The project will consist of three separate sections of investment and construction. Hanoi - Vinh (282.65km) and from Nha Trang city to Ho Chi Minh City (362.15km) are planned for construction in the first phase, which is due to be finished by 2030.
Hyundai Rotem has recently shown interest in the project, offering technology transfers and training services for local partners. The Ministry of Planning and Investment said in July that it would be $US 32bn cheaper to have a line that would run at speeds of 200km/h, after receiving analysis from experts in Germany and the Netherlands.
Turkey is planning to invest $US 45bn into 10,000km of high-speed rail and 4000km of main line by 2023. The ambitious plans will extend the existing high-speed network to Istanbul, Bursa, İzmir and Antalya, and from Ankara east to Sivas and Erzurum, connecting 15 major cities.
The 405km Ankara - Sivas high-speed line is set to open in May 2020, and was 95% complete as IRJ went to press. The project includes 49 tunnels totalling 66km in length, with the longest at over 5km. The project also includes over 600 bridges and 217 over and underpasses. The line will serve one of the country’s most important routes, connecting with Asian countries on the Silk Road. Tests on the line are expected to start towards the end of this year.
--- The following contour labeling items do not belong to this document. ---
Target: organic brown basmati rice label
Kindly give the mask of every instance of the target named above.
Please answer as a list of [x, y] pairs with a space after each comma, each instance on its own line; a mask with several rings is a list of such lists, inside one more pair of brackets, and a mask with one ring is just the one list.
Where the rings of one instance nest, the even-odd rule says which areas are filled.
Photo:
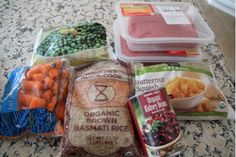
[[117, 152], [138, 156], [127, 106], [129, 81], [126, 69], [114, 62], [97, 63], [76, 73], [67, 102], [66, 145], [91, 156]]

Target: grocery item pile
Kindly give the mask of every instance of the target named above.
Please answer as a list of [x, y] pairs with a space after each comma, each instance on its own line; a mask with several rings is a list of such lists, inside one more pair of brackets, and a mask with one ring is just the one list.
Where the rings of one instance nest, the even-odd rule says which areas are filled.
[[[185, 149], [178, 120], [220, 120], [229, 104], [189, 3], [118, 2], [114, 55], [98, 22], [42, 29], [31, 66], [8, 75], [0, 138], [61, 136], [60, 156], [162, 157]], [[112, 59], [111, 59], [112, 58]]]

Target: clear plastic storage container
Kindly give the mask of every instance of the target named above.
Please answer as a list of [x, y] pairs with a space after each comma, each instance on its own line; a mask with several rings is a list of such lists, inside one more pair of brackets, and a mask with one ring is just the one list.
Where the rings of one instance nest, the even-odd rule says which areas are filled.
[[133, 51], [192, 49], [214, 40], [197, 9], [184, 2], [118, 2], [122, 37]]
[[128, 48], [127, 42], [120, 34], [117, 20], [113, 23], [113, 32], [115, 34], [115, 54], [118, 59], [125, 62], [198, 62], [202, 59], [202, 53], [199, 49], [192, 51], [142, 51], [137, 53]]

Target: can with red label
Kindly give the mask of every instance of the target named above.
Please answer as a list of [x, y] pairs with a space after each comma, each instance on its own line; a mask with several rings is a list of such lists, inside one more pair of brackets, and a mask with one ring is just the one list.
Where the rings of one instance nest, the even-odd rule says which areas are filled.
[[146, 156], [162, 157], [182, 152], [180, 127], [165, 88], [135, 95], [128, 104]]

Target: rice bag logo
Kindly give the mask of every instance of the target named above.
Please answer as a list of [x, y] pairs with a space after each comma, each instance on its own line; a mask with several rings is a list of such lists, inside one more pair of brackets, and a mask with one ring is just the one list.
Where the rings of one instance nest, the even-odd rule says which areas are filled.
[[88, 98], [92, 103], [109, 102], [115, 97], [115, 90], [112, 86], [93, 85], [88, 90]]
[[163, 90], [147, 92], [138, 97], [145, 117], [153, 114], [169, 111], [167, 97]]

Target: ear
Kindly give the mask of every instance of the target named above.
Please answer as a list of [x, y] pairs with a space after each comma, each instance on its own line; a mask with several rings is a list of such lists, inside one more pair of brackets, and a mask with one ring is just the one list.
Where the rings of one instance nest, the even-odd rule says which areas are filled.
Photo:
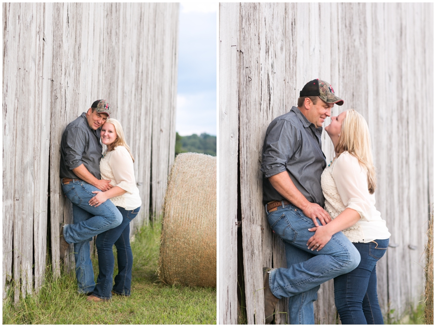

The Lira 4.9bn ($US 1.3bn) high-speed project connecting Ankara and İzmir will drastically cut the current travel time of 14 hours by road to just 3h 30min. The new route will reduce the distance by rail between Izmir and the capital from 824km to 624km. The first section between Usak, Afyon and Polatli is expected to carry its first passengers by the end of 2019, with the Usak - Izmir section planned to open at the end of 2020.
Texas Central Railway took another step forward in September, announcing a design and build contractor for the 386km line. Texas Central, the Dallas-based company developing the project, awarded the $US 14bn construction contract to Italy’s Salini Impregilo.
Once complete the new line is expected to link Dallas and Houston in under 90 minutes, with trains departing every 30 minutes during peak hours.
The Federal Railroad Administration (FRA) granted Texas Central’s petition to have a custom set of rules created for the railway, to ensure safety and govern system and operations in September. Construction of the line is expected to begin next year. The line will be entirely privately financed, making it the first private high-speed line in the world.
California High-speed Rail Authority (CHSRA) released a request for qualification (RFQ) in July for a $US 1.6bn design-build-maintain contract for the 191km Merced - Bakersfield Central Valley section of the state’s high-speed rail project.
The 320km/h line was originally due to connect San Francisco, Sacramento, Los Angeles and San Diego. Plans were recently scaled back by the governor of California, Mr Gavin Newsom due to the high costs involved.